At age 10, McCray was “obsessed with the guitar” and was always involved in a band.

Hanick, on the other hand, first became linked to 16th-century choral music, stemming from his time in Catholic school.

For the singer and founder of Recliners, music has always been a part of his life. He would sing at the Holy Trinity Choir in Des Moines in elementary school and later sang in the UI’s select ensemble, Camerata.

Hanick started working in real estate in 1983 and is now one of the owners of Urban Acres, an Iowa City real estate agency.

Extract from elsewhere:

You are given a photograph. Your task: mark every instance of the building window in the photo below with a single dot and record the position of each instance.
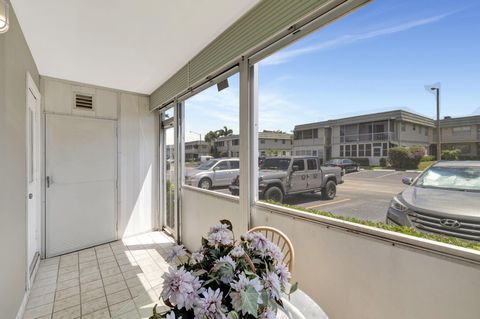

Prior to real estate, Hanick taught at UI and later at West High School.

The newest member of the Recliners has also found ways to stay in touch with music over the years.

Jim Rossen, who plays the harmonica, joined the Recliners a few months ago after the disbandment of his longtime band, the Tornadoes.

Rossen is an Interventional and Structural Cardiologist at IU. Her daytime work includes coronary artery work and heart valve procedures.

He started playing the harmonica when he was a teenager and babysit.

In a house, with nothing else to do, Rossen stumbled upon the instrument and started playing it, learning the game from his favorite band, The Paul Butterfield Blues Band.

His commitment to being part of a group and his work have never been in conflict, instead providing him with a unique outlet.

“The good thing about playing in public is that compared to my main job, when I play music, I can push myself a bit and take risks, and if things don’t work out not good, the consequences are pretty minimal, ”says Rossen.

For the new member, joining the larger group was a welcome change.

“It was an opportunity for me to learn different styles of music, and it stimulated me a lot,” he said.